Supplementary Fig. S7

(A) Average Nav1.7 fluorescent PI among upper and lower keratinocytes in ipsilateral (solid black and gray bars, respectively) and contralateral biopsies (open black and gray bars, respectively) from each PNT1, PNT7, PNT14, and PNT 21 pig (see Table 1, Part 2). (B) Ratios of lower divided by upper average keratinocyte Nav1.7 PI in ipsilateral and contralateral biopsies (solid and open bars, respectively).

Supplementary Fig.
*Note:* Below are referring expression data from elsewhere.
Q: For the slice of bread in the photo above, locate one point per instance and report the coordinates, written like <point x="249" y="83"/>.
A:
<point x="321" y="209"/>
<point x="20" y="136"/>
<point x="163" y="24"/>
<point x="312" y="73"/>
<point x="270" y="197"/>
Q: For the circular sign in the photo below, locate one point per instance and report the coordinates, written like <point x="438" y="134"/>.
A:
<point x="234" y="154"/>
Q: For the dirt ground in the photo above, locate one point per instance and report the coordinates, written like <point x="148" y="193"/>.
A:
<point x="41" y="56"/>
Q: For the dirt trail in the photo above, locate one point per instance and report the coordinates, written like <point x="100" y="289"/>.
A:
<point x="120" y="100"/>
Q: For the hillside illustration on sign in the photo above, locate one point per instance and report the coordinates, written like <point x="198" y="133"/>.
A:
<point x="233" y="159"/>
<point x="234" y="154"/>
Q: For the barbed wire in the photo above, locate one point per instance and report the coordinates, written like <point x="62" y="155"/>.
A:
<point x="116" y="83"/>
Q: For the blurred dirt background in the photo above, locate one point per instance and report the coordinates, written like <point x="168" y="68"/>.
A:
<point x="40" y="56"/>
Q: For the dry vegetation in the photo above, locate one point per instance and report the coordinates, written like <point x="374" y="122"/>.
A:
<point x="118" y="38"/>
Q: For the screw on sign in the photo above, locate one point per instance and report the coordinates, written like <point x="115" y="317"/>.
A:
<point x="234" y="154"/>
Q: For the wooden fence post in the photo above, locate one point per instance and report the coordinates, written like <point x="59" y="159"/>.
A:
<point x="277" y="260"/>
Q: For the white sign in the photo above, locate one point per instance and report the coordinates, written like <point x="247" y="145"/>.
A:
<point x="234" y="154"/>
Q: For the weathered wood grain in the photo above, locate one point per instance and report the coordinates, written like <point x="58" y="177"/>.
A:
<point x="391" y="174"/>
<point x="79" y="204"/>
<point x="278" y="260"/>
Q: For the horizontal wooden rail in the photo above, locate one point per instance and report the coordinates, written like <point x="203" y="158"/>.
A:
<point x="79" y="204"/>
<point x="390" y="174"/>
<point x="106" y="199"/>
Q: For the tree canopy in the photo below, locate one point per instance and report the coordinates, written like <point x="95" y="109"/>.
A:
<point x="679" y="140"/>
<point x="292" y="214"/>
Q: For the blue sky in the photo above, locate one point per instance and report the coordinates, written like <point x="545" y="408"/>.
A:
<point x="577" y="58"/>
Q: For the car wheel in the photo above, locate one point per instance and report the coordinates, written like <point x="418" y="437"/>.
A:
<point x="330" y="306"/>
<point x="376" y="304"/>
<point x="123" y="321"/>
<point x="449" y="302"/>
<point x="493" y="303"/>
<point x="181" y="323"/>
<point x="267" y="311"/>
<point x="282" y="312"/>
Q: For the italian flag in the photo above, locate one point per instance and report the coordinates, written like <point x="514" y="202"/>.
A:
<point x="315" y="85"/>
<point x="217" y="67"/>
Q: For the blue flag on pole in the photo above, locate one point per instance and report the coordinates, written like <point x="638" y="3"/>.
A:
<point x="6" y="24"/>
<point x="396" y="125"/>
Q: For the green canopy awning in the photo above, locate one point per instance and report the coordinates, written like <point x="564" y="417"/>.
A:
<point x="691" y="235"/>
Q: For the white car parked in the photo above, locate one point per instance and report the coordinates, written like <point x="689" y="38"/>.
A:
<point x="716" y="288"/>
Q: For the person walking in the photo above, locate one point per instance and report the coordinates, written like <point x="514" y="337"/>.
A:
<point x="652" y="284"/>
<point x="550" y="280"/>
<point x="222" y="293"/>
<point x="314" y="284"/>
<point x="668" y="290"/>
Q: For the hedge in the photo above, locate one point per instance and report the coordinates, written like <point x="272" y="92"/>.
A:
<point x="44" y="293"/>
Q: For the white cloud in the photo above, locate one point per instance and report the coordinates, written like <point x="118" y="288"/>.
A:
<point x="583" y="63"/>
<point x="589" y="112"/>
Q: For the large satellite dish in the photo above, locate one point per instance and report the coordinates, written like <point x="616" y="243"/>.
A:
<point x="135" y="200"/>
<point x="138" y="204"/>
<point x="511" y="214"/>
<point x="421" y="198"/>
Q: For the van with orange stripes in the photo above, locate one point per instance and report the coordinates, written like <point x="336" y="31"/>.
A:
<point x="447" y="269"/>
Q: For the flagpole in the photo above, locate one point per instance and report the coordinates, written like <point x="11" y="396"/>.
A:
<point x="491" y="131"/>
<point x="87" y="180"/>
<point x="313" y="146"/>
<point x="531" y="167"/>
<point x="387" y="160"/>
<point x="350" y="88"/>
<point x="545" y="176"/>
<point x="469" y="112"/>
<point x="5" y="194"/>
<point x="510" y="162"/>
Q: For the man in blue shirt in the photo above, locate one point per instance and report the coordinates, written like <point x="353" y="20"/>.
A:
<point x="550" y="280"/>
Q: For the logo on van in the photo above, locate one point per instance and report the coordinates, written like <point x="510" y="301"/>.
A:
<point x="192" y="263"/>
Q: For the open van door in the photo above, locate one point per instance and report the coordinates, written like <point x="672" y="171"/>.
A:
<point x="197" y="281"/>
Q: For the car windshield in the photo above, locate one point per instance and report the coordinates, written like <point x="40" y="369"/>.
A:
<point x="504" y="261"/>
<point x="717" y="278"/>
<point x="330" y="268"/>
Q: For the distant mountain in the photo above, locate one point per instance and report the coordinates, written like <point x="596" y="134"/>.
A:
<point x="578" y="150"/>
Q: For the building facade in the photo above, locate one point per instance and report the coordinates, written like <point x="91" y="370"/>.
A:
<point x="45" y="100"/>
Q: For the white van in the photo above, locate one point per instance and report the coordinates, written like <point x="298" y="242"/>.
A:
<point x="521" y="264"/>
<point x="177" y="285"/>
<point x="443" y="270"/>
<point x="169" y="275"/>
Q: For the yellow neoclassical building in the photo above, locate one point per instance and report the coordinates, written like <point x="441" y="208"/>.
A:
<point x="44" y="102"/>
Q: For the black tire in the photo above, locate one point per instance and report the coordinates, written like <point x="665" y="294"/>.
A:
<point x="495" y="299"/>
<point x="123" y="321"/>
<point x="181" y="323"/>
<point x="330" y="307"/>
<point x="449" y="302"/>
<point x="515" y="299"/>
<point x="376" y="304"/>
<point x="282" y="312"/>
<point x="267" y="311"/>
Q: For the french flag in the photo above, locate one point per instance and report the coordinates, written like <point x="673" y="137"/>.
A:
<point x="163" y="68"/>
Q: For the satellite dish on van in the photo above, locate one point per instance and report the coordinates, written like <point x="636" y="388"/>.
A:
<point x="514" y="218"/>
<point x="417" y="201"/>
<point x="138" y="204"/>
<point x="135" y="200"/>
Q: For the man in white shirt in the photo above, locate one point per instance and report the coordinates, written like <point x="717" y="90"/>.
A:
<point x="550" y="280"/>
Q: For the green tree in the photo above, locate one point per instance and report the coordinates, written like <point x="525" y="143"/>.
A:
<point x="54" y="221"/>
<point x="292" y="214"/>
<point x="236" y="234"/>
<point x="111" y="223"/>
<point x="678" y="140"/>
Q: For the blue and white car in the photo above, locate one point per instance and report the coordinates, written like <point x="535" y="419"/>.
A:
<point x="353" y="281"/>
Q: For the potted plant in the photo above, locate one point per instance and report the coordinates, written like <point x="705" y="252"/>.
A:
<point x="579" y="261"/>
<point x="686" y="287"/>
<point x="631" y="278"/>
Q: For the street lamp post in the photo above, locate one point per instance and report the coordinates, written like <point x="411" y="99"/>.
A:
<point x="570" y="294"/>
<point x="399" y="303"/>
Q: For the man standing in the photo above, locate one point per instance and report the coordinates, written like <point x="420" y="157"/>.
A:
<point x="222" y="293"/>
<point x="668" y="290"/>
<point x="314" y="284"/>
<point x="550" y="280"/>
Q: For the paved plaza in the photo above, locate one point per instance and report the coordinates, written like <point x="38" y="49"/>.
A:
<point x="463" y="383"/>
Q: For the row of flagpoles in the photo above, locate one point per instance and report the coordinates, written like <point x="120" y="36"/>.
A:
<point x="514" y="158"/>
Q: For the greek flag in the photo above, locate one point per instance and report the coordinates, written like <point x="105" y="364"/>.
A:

S8

(A) Average ETA fluorescent PI among SG and SS and among SB keratinocytes in ipsilateral (solid black and gray bars, respectively) and contralateral biopsies (open black and gray bars, respectively) from each PNT1, PNT7, PNT14, and PNT 21 pig. (see Table 1, Part 2). (B) Ratios of SG and SS divided by SB average keratinocyte ETA PI in ipsilateral and contralateral biopsies (solid and open bars, respectively).

Supplementary Fig. S9

(A) Average keratinocyte CGRP fluorescent PI in ipsilateral and contralateral biopsies (solid and open bars, respectively) from each PNT1, PNT7, PNT14, and PNT21 pig (see Table 1, Part 2). (B) Ratios of ipsilateral divided by contralateral average CGRP PI.

Supplementary Fig. S10

(A) Average keratinocyte ETB fluorescent PI in ipsilateral and contralateral biopsies (solid and open bars, respectively) from each PNT1, PNT7, PNT14, and PNT21 pig (see Table 1, Part 2). (B) Ratios of ipsilateral divided by contralateral average ETB PI.